More details have been revealed on how the Pentagon is vetting reporters before allowing them to embed with US troops. The Army newspaper Stars and Stripes recently disclosed the military has hired a PR firm named the Rendon Group to screen whether the reporters’ prior work has “portrayed the US military in a positive light.” New documents show journalists were evaluated with pie charts breaking down their coverage into percentages of “positive,” “neutral” or “negative.” The evaluations were further used to help military officials determine which stories and situations a reporter could be exposed to. The latest known reporter assessment was conducted in May, contradicting Pentagon claims to have stopped the evaluations in October.
A Federal Reserve official is backing estimates of a higher US unemployment rate if the under-employed and those not actively seeking jobs are taken into account. Atlanta Fed Chief Dennis Lockhart says the real unemployment rate would move from the official 9.4 percent to 16 percent with those numbers factored in.
New figures show the nation’s largest bailed-out banks have made $6 million in contributions to members of Congress since last November. The watchdog group Public Citizen says financial lobbyists held more than seventy fundraisers for lawmakers during the same period.
In New Jersey, state and federal lawmakers are voicing opposition to the possibility Libyan leader Muammar Gaddafi may stay on a property there next month. Gaddafi is scheduled to attend the UN General Assembly in New York. The Libyan government has apparently made plans for Gaddafi to stay at a residence owned by the Libyan embassy in the town of Englewood. Gaddafi’s visit would come just weeks after Libya welcomed home Abdel al-Megrahi, who was jailed for the 1988 Lockerbie bombing which killed 270 people, including 189 Americans. The Scottish government released Megrahi because he’s dying of cancer, but his celebratory reception in Libya drew international criticism. Democratic Congress member Steve Rothman said Gaddafi isn’t welcome in New Jersey.
Rep. Steve Rothman: “He is a murderous dictator with American blood on his hands, a person who just held an obscene celebration for the release of the mass-murdering Lockerbie bomber, so it makes him even more of an unpleasant and unwelcome guest or visitor. But we would have objected no matter which nationality he was from, because there are not the resources here, and it’s not the neighborhood for that kind of a visitor or resident in this single-home residential neighborhood.”

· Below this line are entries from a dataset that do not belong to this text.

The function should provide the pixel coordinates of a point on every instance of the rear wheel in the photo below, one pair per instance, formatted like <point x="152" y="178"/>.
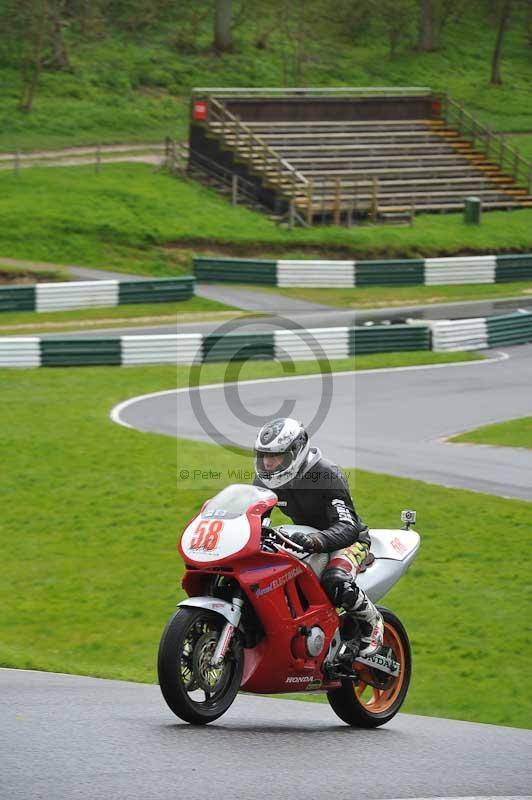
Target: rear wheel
<point x="375" y="697"/>
<point x="196" y="691"/>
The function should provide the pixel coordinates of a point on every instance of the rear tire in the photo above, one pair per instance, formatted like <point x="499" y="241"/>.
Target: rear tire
<point x="364" y="706"/>
<point x="186" y="646"/>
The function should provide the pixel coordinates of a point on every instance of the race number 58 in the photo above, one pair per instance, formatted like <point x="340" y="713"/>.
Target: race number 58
<point x="207" y="535"/>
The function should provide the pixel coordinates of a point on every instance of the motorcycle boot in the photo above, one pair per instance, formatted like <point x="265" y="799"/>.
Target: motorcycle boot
<point x="371" y="623"/>
<point x="364" y="625"/>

Megrahi’s release has renewed attention on the Lockerbie bombing. Megrahi has always maintained his innocence. There has been speculation the bombing was actually committed by Iranian militants in retaliation for the US shoot-down of an Iranian airliner just four months earlier, killing all 290 people aboard.
In West Virginia, a chemical plant has agreed to a major cut in production of the toxic chemical behind the Bhopal gas disaster of 1984. Thousands of people died in the Indian town of Bhopal when a Union Carbide pesticide plant released methyl isocyanate, or MIC. The owner of the West Virginia plant, Bayer CropScience, says it will reduce MIC production 80 percent, following a public outcry. An explosion at the plant killed two workers last year, raising fears that a similar accident could trigger the MIC’s release.
And New Mexico Governor Bill Richardson has reportedly been cleared after a year-long investigation into allegations his office awarded contracts to a major donor. The Associated Press reports Justice Department officials have declined to file any charges against Richardson or members of his staff. Richardson was tapped to become President Obama’s Commerce Secretary but withdrew his name, saying the investigation would delay his confirmation.